North OC Street Changes Irk Residents

OCEAN CITY — Ron Deacon
says the property owners on his street never asked to be part of a trial
program that would install parking meters on 146th Street. He also
says that the city never told them either.

A budget time decision
by the Mayor and Council that would potentially increase revenues by an
estimated $30,000 annually by installing cale pay machines on 146th
Street has enraged some local residents and property owners to the point they are
allegedly attempting to take legal action in order to stop the “trial program”
from taking place.

“The owners are
obviously very upset because we didn’t know anything was going to be happening
on our street until we saw the bulldozers pull up,” said Deacon. “They are also
extending the asphalt on our street an additional 30 feet, which we didn’t ask
for either.

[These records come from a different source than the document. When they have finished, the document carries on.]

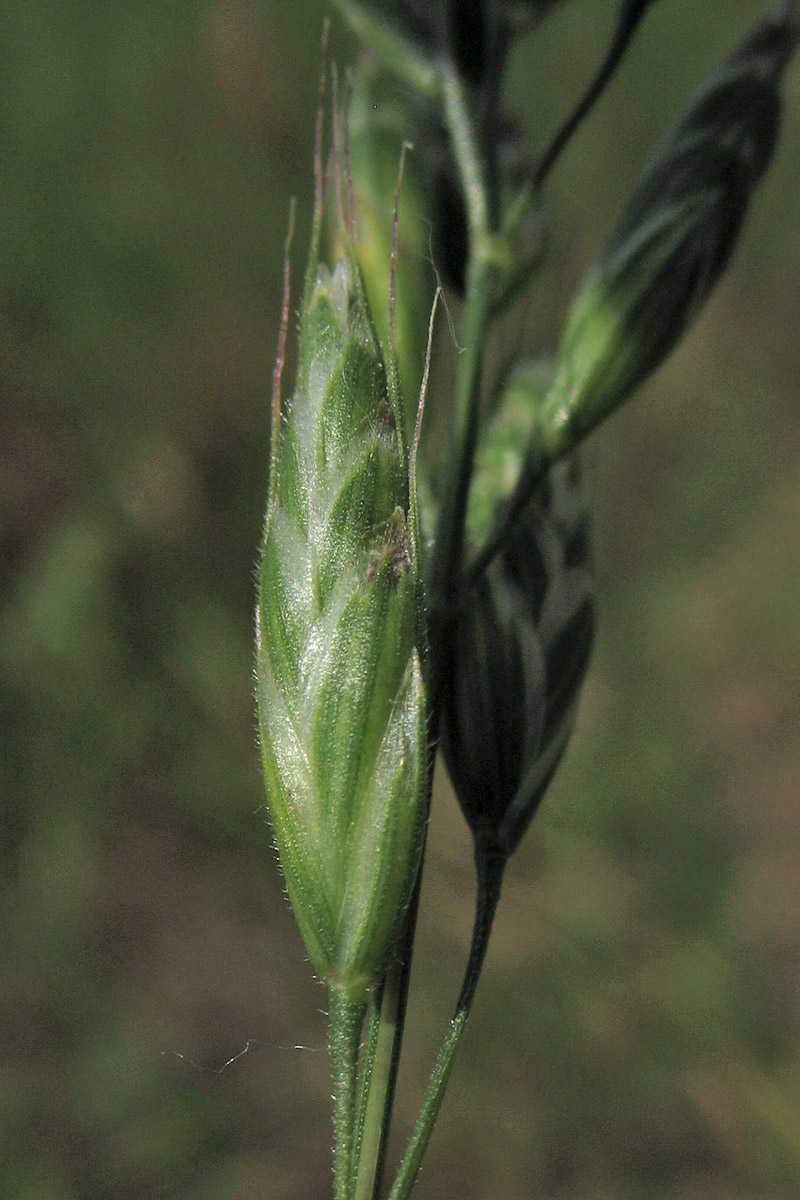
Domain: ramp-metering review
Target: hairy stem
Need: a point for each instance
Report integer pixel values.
(489, 862)
(346, 1018)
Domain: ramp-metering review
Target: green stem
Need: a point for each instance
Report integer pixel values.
(489, 861)
(380, 1063)
(344, 1018)
(482, 276)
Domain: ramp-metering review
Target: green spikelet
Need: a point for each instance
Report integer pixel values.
(340, 645)
(522, 635)
(673, 240)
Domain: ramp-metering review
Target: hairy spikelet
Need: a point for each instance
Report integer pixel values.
(340, 652)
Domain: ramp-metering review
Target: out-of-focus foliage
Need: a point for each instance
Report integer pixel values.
(636, 1032)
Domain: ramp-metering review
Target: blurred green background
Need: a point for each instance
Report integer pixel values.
(637, 1029)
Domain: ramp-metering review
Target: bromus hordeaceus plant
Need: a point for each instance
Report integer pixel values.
(379, 641)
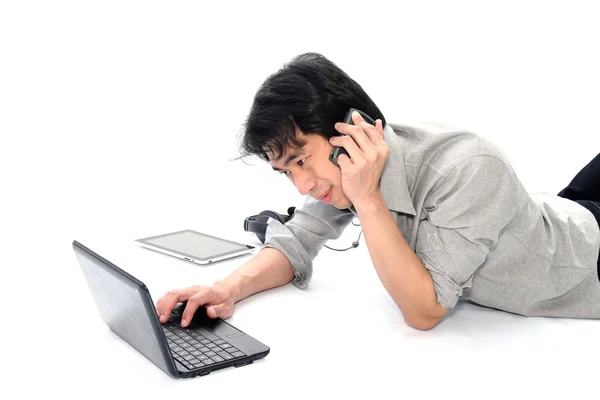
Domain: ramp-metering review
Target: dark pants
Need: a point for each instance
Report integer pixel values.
(585, 190)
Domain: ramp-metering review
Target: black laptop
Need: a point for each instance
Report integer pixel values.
(125, 305)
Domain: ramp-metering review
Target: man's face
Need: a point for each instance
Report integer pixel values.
(311, 171)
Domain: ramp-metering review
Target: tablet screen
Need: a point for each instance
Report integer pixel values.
(198, 245)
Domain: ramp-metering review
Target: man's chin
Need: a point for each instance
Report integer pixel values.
(342, 205)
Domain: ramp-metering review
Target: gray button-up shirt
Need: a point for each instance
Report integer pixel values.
(481, 236)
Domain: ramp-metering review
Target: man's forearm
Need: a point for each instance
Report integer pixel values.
(266, 270)
(400, 270)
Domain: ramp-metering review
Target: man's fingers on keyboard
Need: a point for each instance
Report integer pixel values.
(195, 301)
(168, 302)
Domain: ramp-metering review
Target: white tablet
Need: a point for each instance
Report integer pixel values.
(196, 247)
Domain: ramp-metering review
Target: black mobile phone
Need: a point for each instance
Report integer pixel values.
(336, 151)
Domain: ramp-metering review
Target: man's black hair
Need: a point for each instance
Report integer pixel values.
(309, 92)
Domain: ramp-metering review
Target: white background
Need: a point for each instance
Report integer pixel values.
(120, 119)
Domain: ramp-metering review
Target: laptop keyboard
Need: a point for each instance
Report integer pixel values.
(196, 347)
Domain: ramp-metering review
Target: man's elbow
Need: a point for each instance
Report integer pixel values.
(424, 322)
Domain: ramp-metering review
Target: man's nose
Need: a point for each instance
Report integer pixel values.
(304, 182)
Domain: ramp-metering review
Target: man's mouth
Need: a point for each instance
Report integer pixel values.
(326, 198)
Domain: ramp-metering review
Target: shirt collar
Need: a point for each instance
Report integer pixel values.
(393, 185)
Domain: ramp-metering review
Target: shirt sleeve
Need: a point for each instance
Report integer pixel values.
(467, 211)
(302, 237)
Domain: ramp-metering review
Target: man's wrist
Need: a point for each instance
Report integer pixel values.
(231, 285)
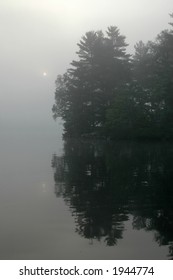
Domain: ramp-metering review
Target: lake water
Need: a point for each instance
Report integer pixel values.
(83, 199)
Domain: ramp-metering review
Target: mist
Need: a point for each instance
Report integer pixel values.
(41, 36)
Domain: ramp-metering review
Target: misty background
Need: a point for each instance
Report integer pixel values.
(40, 36)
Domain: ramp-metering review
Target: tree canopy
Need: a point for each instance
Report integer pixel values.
(108, 93)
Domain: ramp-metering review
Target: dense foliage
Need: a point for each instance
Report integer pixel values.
(108, 93)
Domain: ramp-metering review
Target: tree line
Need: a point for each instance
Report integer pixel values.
(109, 93)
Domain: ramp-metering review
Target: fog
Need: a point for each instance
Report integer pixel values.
(40, 36)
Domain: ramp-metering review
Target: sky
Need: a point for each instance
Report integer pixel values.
(39, 40)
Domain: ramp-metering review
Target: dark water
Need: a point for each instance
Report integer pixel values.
(84, 199)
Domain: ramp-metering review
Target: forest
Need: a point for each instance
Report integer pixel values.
(109, 93)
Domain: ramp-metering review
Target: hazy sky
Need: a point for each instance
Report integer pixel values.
(40, 36)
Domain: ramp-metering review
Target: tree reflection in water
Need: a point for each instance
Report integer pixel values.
(105, 182)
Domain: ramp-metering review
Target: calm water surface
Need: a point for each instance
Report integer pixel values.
(84, 199)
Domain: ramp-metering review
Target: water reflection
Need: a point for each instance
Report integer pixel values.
(106, 183)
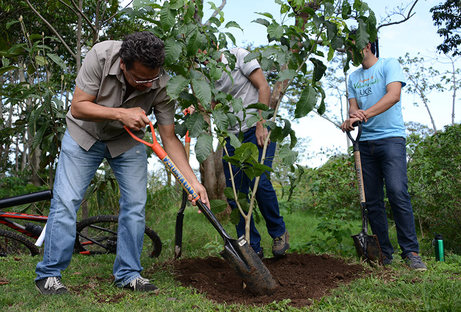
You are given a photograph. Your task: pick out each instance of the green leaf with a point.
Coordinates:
(220, 119)
(252, 120)
(202, 91)
(176, 85)
(237, 105)
(266, 14)
(176, 4)
(321, 108)
(332, 30)
(247, 152)
(229, 193)
(319, 69)
(251, 56)
(275, 31)
(233, 24)
(234, 141)
(306, 102)
(193, 44)
(204, 146)
(218, 205)
(7, 69)
(346, 10)
(55, 58)
(235, 216)
(195, 124)
(362, 36)
(259, 106)
(41, 61)
(173, 50)
(262, 21)
(166, 18)
(287, 74)
(287, 155)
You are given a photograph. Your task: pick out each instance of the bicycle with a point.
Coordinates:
(95, 235)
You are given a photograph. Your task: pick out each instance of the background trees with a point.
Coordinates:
(42, 44)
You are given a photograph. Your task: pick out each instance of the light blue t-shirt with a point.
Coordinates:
(368, 86)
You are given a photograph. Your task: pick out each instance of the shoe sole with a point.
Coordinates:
(50, 294)
(282, 252)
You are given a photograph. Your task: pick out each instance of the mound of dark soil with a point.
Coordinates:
(301, 277)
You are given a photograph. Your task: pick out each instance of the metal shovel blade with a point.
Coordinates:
(367, 247)
(249, 267)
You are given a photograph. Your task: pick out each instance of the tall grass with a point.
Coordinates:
(89, 278)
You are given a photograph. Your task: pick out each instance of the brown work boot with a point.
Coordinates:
(280, 245)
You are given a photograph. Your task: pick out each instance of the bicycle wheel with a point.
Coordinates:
(16, 244)
(98, 235)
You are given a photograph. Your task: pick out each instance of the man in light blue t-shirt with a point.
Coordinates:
(374, 99)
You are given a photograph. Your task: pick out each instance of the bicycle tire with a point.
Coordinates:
(98, 235)
(16, 244)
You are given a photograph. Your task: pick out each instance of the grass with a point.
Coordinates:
(89, 278)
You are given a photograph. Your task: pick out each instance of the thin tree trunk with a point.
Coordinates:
(454, 93)
(212, 175)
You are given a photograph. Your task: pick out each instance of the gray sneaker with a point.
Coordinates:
(141, 284)
(413, 260)
(51, 286)
(387, 261)
(280, 245)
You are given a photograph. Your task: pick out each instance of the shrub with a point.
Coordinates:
(434, 174)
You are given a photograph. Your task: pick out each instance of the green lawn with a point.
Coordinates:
(89, 278)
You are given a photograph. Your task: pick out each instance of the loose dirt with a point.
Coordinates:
(302, 278)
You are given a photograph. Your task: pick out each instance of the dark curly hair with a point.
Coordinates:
(143, 47)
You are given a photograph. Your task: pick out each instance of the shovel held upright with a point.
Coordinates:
(367, 246)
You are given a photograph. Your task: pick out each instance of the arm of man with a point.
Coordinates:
(84, 107)
(176, 152)
(391, 97)
(353, 109)
(264, 94)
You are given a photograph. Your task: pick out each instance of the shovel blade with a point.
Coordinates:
(367, 247)
(249, 267)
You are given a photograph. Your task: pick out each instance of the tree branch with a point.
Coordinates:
(83, 15)
(218, 9)
(409, 15)
(113, 15)
(52, 29)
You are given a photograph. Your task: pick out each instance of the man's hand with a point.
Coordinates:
(261, 133)
(134, 118)
(348, 124)
(201, 191)
(360, 114)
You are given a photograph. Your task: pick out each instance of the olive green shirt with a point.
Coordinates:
(101, 76)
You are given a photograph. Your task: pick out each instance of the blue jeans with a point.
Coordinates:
(384, 163)
(265, 196)
(75, 170)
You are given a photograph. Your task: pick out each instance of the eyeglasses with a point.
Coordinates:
(160, 74)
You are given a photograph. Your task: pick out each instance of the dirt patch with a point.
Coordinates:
(302, 278)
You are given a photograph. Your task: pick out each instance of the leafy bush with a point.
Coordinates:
(17, 185)
(434, 173)
(333, 189)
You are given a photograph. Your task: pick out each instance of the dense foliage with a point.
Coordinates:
(434, 174)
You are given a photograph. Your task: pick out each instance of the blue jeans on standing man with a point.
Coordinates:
(76, 168)
(384, 163)
(265, 195)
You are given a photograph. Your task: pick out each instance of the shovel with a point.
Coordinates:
(367, 246)
(238, 253)
(180, 214)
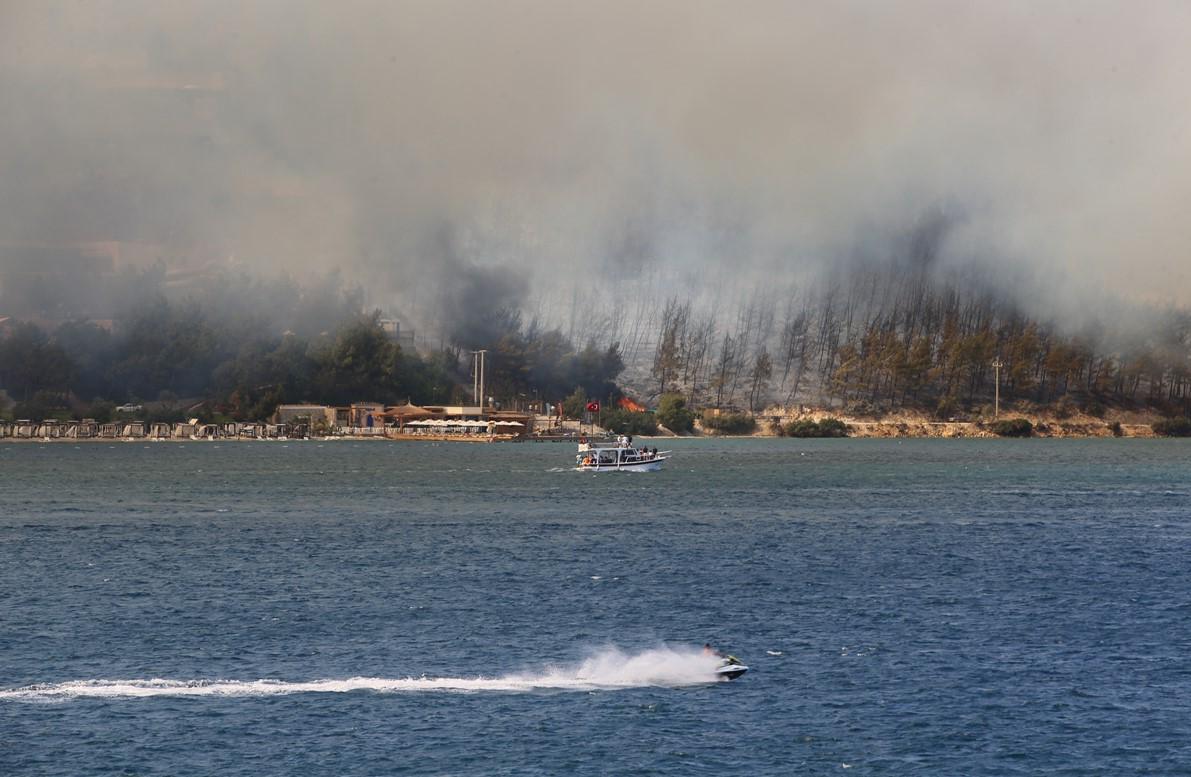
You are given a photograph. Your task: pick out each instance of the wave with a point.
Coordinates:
(605, 670)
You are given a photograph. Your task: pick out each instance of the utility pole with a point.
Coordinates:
(475, 378)
(482, 401)
(996, 367)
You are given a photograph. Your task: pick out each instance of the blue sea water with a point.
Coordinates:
(934, 607)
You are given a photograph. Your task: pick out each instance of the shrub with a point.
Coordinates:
(1014, 428)
(673, 414)
(730, 423)
(1173, 428)
(825, 428)
(619, 421)
(833, 428)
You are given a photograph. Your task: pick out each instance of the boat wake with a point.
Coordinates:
(605, 670)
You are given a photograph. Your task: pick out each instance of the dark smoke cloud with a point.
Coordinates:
(697, 148)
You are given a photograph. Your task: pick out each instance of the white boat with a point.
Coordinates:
(618, 457)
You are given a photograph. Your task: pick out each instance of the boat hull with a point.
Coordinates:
(652, 465)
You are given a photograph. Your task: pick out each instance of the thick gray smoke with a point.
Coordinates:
(432, 150)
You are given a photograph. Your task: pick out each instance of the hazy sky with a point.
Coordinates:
(679, 141)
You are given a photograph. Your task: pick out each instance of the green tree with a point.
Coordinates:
(673, 414)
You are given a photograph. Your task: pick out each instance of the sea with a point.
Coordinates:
(905, 607)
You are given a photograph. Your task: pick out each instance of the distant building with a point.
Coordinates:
(366, 415)
(292, 414)
(403, 337)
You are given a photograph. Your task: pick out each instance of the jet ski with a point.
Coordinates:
(730, 667)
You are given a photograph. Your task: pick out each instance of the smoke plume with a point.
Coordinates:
(560, 155)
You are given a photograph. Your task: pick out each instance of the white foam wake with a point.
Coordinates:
(606, 670)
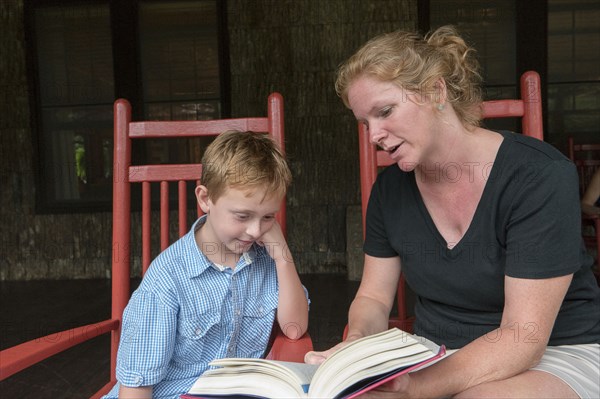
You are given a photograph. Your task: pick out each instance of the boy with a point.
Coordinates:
(216, 291)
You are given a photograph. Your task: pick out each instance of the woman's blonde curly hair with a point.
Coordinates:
(416, 63)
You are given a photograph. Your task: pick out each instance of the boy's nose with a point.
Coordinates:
(253, 229)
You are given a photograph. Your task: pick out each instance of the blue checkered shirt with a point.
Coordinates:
(187, 312)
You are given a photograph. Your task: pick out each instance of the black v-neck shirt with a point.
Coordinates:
(527, 225)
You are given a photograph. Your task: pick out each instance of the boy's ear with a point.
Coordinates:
(202, 198)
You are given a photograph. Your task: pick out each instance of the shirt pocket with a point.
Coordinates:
(257, 323)
(192, 337)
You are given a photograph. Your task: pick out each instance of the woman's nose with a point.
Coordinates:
(253, 229)
(375, 134)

We rarely have any problems with parking on our street and we
didn’t call out for any changes, so why do we have to be the street that has
the trial program for paid parking?”

Deacon is the president
of the Condominium Association at the Ocean Place, a 100-unit condominium
building on 146th Street built in the early 1980’s and is one of the
most unique streets in town as it is essentially on the border between Maryland
and Delaware.

Deacon says he’s been in
correspondence with town officials, including City Manager Dennis Dare and
Public Works Director Hal Adkins to express his disdain, but he claims he’s
received little sympathy and certainly no indication that the trial program
will cease.

“My email from Mr. Dare
said that the town was experiencing money problems in the name of less property
tax revenue due to lower assessments and that this trial program would help
ease the gap, and he also said that people from Delaware were coming down to
our street and parking for free, which I essentially had to pay for the
streets, beaches, and all of that, while they don’t,” said Deacon, “but, I’m
tired of hearing about the town’s money problems, and I’m trying to find a
lawyer to get a work stop on this program.”

Dare said this week that
Ocean Place has ample parking and was surprised that the program had gotten
property owners up in arms.

“I really don’t see how
it’s going to be a huge burden for them as they have a newer building that
meets the code and has sufficient parking up there,” said Dare. “Anywhere you
go in Delaware, you can’t park without paying or without having a permit, so
obviously, in the uptown area of Ocean City we get a lot of people coming in
from Delaware who park for free on our streets, and we welcome them. But, we
spend upwards of $3 million a year in keeping the beach clean, replenished, and
paying for the best beach patrol around as well as additional money to maintain
the streets and everything else, and the property owners pay for that, not the
people who are parking for free on their street.”

In addition, Deacon took
umbrage with the town’s plan to extend the street by 30 feet and to widen it,
which officials say will increase the access for emergency vehicles and improve
the street as a whole, in addition to changeover from parallel parking spaces
to all perpendicular.

“I must register my
great concern with the changes being made to the street,” said Ocean Place

condo owner Eric Crist in an email to town officials.  “I understand that revenue must be found where it must and that

paying for parking is a reasonable method. However, extending the street
further into the beach is taking the measure too far. Expanding the street into
the already scarce beach reduces the attraction of our location.”

Mayor Rick Meehan says
that a compromise could be reached to meet the obvious concerns of the property
owners, noting that the project could be done in phases.

“Maybe if we were to put
the Cale machines in now, and hold off on extending the street for a little
while, that might be the right thing to do,” said Meehan. “Anytime you make a
change, there are going to be some unhappy people, but the residents up there
should know that the council thought about this decision before they made it
and realized that there was sufficient parking for the property owners. So,
they in no way were guinea pigs for this trial program.”

Debates over whether the
town should look to consider paid parking in uptown Ocean City has been a
sporadic, yet highly contested subject, and Dare notes that if placing parking
meters on 146th Street is successful and brings in the expected
$30,000 annually that he believes it will, he doesn’t rule out additional
parking meters in uptown areas.

“It could open the door
for other streets to be included in this, but it’s all a trial program based on
whether or not anyone pays to park on the street. If no one does it, obviously
we won’t keep adding meters where people aren’t parking,” Dare said.

Deacon and the property
owners at Ocean Place seem to be most angered by the lack of communication with
the town, although it should be noted that the town does technically own the
street and has the right to extend, expand or renovate.

Deacon says he wishes
there would have been some correspondence and doesn’t plan on just letting the
issue fade away.

“The city has decided
not to be transparent with us and I’m not going to drop this,” said Deacon.
“Generating revenue is not everyone’s concern. We certainly generate enough of
it for Ocean City but even then, we are not considered.”